We have collected more than 40 complementation groups of mutants with hematopoietic problems, and we have developed several techniques to study the phenotype of the mutants. First, peripheral blood and hematopoietic kidney smears were examined in the mutants or in the adults, providing a potential mechanism of the anemia. We developed technology to do hematopoietic progenitor assays and stem cell transplantation. This analysis demonstrates that there are mutants that lack blood and blood vessels, mutants that have no hematopoietic stem cells, and mutants with proliferation difficulties and differentiation problems. A number of mutants have defects in hemoglobin production, and eight new mutants have no T cells.
Stem Cell Biology
The zebrafish embryo can live without blood for up to 10 days, even though blood initially forms within 24 hours after fertilization. We have studied gene expression using whole-embryo in situ hybridization to determine the spatial localization of the hematopoietic program during zebrafish ontogeny. Using cDNAs encoding the GATA-binding proteins as probes, we have defined the region of the intermediate cell mass as the equivalent of the yolk sac hematopoiesis. We are currently studying the next site of blood stem cell development in the aorta. The Notch pathway is necessary and sufficient to generate the definitive blood stem cells. We are doing a genetic screen and a chemical screen to find pathways affecting adult stem cell homeostasis.
We isolated the mutant gene kugelig. This zebrafish mutant has a decreased number of stem cells. We isolated the gene cdx4, which activates homeobox genes and establishes the mesoderm's competency to make blood. Overexpression of cdx4 leads to ectopic blood formation in the middle of the embryo. We also demonstrated that cdx4 can increase multipotential hematopoietic progenitors in mouse embryonic stem cells. The cdx4-hox pathway thus regulates hematopoietic stem cell production by the embryo.
Recently, we undertook a chemical genetic screen in zebrafish and found that prostaglandins stimulate blood stem cell production. In particular, prostaglandin E2 can increase blood stem cells during embryogenesis and in adulthood in zebrafish and mice. A treatment of prostaglandin to mouse bone marrow leads to a threefold increase in stem cell number. We are currently investigating clinical trials to treat cord blood samples with prostaglandin E2, in an effort to increase the number of stem cells in that sample.

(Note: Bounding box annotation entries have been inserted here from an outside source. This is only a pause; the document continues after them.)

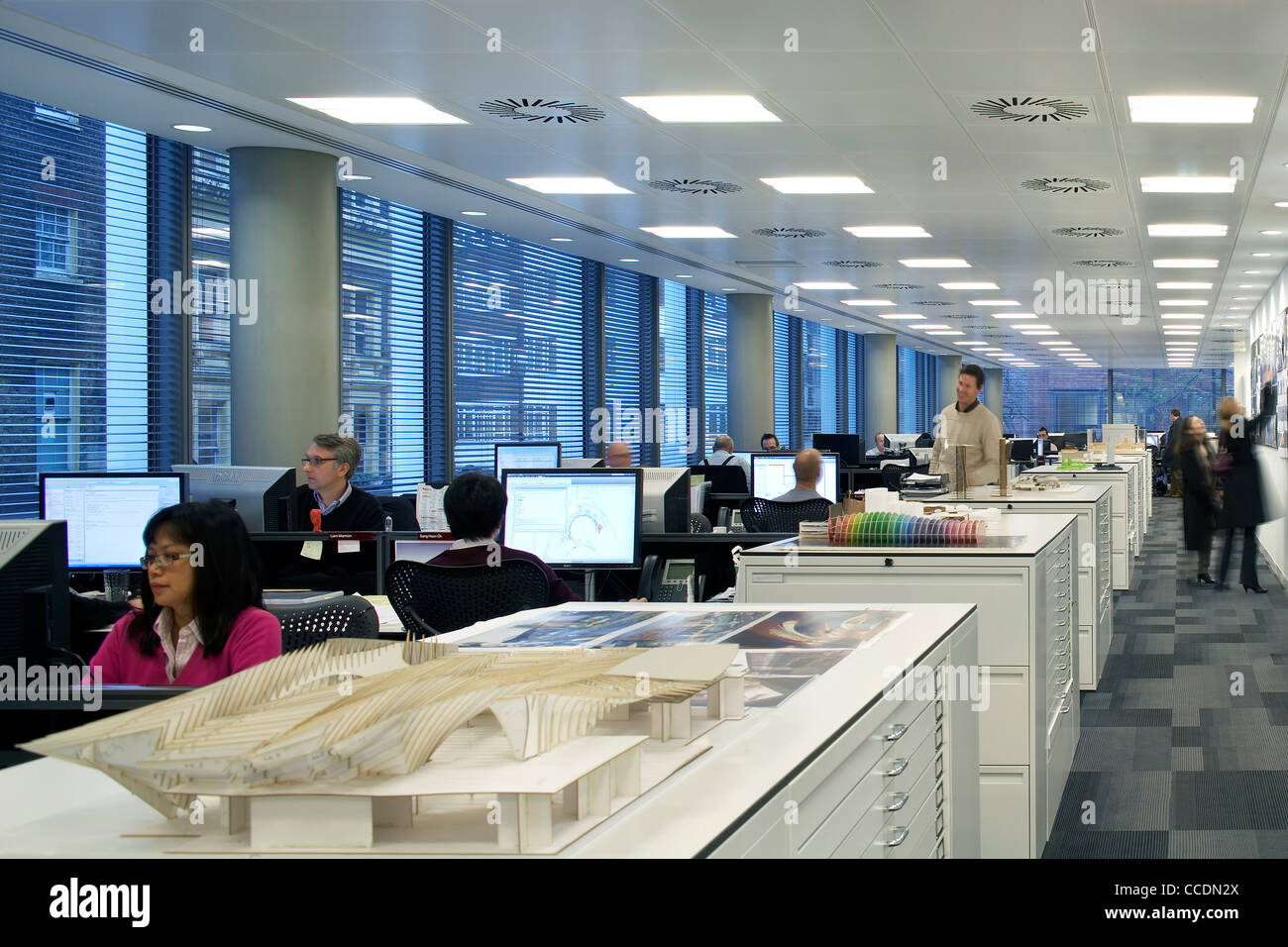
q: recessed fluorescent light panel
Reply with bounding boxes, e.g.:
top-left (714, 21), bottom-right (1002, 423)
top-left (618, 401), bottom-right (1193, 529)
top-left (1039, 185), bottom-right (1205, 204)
top-left (760, 177), bottom-right (872, 194)
top-left (1127, 95), bottom-right (1257, 125)
top-left (842, 226), bottom-right (930, 240)
top-left (899, 257), bottom-right (970, 269)
top-left (1140, 174), bottom-right (1235, 194)
top-left (506, 177), bottom-right (630, 194)
top-left (287, 95), bottom-right (469, 125)
top-left (640, 227), bottom-right (734, 240)
top-left (1145, 224), bottom-right (1229, 237)
top-left (622, 95), bottom-right (782, 123)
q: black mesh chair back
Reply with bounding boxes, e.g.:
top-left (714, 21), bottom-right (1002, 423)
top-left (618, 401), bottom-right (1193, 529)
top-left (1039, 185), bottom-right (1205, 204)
top-left (268, 595), bottom-right (380, 655)
top-left (385, 559), bottom-right (550, 635)
top-left (742, 497), bottom-right (829, 532)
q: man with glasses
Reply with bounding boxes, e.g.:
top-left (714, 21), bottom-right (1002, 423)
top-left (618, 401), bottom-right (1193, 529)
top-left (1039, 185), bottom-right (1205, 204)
top-left (295, 434), bottom-right (385, 532)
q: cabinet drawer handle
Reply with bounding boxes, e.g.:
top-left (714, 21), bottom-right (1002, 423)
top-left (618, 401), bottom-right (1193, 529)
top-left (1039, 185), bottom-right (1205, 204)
top-left (881, 756), bottom-right (909, 776)
top-left (886, 826), bottom-right (909, 848)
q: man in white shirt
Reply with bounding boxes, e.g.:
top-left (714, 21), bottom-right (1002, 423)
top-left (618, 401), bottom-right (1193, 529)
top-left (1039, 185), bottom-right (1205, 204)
top-left (703, 434), bottom-right (751, 483)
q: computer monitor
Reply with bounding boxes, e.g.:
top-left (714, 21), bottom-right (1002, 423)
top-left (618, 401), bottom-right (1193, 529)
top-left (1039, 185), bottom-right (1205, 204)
top-left (493, 441), bottom-right (562, 479)
top-left (814, 434), bottom-right (867, 467)
top-left (40, 473), bottom-right (188, 570)
top-left (0, 519), bottom-right (69, 668)
top-left (394, 540), bottom-right (452, 562)
top-left (502, 468), bottom-right (644, 570)
top-left (640, 467), bottom-right (690, 533)
top-left (751, 454), bottom-right (838, 502)
top-left (170, 464), bottom-right (296, 532)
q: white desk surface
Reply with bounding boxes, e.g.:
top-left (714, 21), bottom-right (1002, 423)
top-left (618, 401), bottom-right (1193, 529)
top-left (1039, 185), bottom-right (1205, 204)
top-left (741, 510), bottom-right (1076, 562)
top-left (0, 603), bottom-right (975, 858)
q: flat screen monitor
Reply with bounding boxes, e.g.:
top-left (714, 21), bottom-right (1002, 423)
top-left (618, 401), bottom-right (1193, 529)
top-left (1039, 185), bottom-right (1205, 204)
top-left (493, 441), bottom-right (561, 479)
top-left (814, 434), bottom-right (867, 467)
top-left (502, 468), bottom-right (644, 570)
top-left (40, 473), bottom-right (188, 570)
top-left (170, 464), bottom-right (292, 532)
top-left (751, 454), bottom-right (838, 502)
top-left (394, 540), bottom-right (452, 562)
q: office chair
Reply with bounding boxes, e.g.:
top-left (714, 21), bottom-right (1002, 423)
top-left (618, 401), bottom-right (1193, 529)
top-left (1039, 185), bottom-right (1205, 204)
top-left (742, 496), bottom-right (832, 532)
top-left (385, 559), bottom-right (550, 635)
top-left (268, 595), bottom-right (380, 655)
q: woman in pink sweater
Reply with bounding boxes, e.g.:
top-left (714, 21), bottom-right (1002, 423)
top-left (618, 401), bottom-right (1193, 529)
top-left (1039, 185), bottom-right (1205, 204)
top-left (90, 502), bottom-right (282, 686)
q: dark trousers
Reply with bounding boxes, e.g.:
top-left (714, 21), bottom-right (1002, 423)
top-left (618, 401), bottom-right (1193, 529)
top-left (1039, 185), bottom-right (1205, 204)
top-left (1218, 526), bottom-right (1258, 585)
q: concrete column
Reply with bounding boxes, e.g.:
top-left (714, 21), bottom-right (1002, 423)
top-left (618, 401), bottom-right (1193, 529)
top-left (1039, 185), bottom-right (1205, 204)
top-left (228, 149), bottom-right (340, 467)
top-left (726, 292), bottom-right (787, 454)
top-left (931, 356), bottom-right (962, 415)
top-left (980, 368), bottom-right (1002, 420)
top-left (863, 333), bottom-right (899, 447)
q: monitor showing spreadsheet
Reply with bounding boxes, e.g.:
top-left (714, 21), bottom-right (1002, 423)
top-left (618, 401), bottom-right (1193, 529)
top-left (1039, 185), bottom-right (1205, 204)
top-left (40, 473), bottom-right (188, 570)
top-left (502, 468), bottom-right (644, 570)
top-left (751, 453), bottom-right (837, 502)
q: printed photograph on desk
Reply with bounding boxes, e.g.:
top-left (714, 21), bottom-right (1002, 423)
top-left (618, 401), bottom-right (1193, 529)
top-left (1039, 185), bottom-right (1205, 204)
top-left (599, 611), bottom-right (773, 648)
top-left (729, 608), bottom-right (909, 648)
top-left (461, 611), bottom-right (658, 648)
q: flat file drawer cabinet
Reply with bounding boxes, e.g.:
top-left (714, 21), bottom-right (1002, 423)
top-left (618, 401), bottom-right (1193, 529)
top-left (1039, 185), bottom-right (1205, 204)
top-left (949, 483), bottom-right (1113, 690)
top-left (737, 514), bottom-right (1076, 858)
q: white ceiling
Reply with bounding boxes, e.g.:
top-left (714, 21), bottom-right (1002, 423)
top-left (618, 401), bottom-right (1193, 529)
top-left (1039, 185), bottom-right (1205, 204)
top-left (0, 0), bottom-right (1288, 368)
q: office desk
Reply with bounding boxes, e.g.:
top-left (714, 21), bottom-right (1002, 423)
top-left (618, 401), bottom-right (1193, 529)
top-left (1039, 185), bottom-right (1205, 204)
top-left (1025, 464), bottom-right (1138, 590)
top-left (737, 514), bottom-right (1079, 858)
top-left (943, 483), bottom-right (1115, 690)
top-left (0, 603), bottom-right (979, 858)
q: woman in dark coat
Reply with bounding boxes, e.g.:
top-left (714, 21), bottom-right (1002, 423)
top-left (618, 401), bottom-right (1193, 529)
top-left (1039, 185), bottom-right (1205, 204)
top-left (1218, 397), bottom-right (1274, 592)
top-left (1176, 415), bottom-right (1218, 585)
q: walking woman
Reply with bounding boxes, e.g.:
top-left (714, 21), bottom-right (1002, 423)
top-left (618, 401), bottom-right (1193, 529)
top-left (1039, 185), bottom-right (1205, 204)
top-left (1218, 397), bottom-right (1274, 592)
top-left (1176, 415), bottom-right (1218, 585)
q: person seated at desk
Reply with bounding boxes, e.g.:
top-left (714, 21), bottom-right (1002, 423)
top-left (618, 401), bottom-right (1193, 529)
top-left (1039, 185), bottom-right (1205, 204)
top-left (295, 434), bottom-right (385, 532)
top-left (702, 434), bottom-right (751, 483)
top-left (604, 441), bottom-right (635, 468)
top-left (774, 447), bottom-right (823, 502)
top-left (89, 501), bottom-right (282, 686)
top-left (930, 365), bottom-right (1002, 487)
top-left (429, 473), bottom-right (581, 605)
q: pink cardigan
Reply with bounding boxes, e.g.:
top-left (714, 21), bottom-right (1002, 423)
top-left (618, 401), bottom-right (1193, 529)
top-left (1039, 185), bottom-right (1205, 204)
top-left (89, 608), bottom-right (282, 686)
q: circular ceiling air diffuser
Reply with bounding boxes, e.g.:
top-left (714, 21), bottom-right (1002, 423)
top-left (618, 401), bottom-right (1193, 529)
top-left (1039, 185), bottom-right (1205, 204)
top-left (752, 227), bottom-right (827, 239)
top-left (648, 177), bottom-right (742, 194)
top-left (970, 95), bottom-right (1091, 123)
top-left (1051, 227), bottom-right (1125, 237)
top-left (480, 99), bottom-right (604, 125)
top-left (1020, 177), bottom-right (1109, 194)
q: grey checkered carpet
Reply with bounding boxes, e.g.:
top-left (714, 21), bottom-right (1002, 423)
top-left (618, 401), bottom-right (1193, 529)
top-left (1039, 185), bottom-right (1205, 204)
top-left (1043, 497), bottom-right (1288, 858)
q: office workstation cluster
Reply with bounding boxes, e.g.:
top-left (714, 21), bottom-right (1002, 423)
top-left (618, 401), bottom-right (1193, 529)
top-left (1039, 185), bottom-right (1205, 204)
top-left (0, 0), bottom-right (1288, 871)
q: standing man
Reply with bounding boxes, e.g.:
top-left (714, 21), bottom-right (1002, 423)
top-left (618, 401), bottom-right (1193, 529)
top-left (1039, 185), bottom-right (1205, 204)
top-left (930, 365), bottom-right (1002, 487)
top-left (295, 434), bottom-right (385, 532)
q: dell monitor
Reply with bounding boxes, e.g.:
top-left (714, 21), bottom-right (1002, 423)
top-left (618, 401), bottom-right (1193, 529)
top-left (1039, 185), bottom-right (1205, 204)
top-left (493, 441), bottom-right (561, 479)
top-left (170, 464), bottom-right (294, 532)
top-left (814, 434), bottom-right (867, 467)
top-left (751, 454), bottom-right (837, 502)
top-left (502, 468), bottom-right (644, 570)
top-left (640, 467), bottom-right (690, 532)
top-left (40, 473), bottom-right (188, 570)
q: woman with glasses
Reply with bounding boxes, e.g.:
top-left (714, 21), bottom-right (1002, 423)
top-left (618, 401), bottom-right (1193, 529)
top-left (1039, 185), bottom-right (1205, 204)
top-left (90, 502), bottom-right (282, 686)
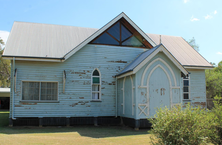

The Genetics of Transplantation
A new project was started to understand how stem cell populations home to the correct organs, engraft, and ultimately self-renew. The visualization of transplants of fluorescent-based marrow into zebrafish has been hampered by the pigmentation cells on the skin. We recently developed a transparent adult zebrafish, called casper, using two pigment mutants. Transplantation of tissue into casper allows the complete visualization of the engraftment of all organs. By transplanting fluorescent cells into the casper fish, it is possible to image the fish and study single cells. Competitive transplantation between red and green fluorescent blood stem cell populations has been done. Chemical and genetic screens are being used to evaluate the biology of homing, engraftment, and self-renewal.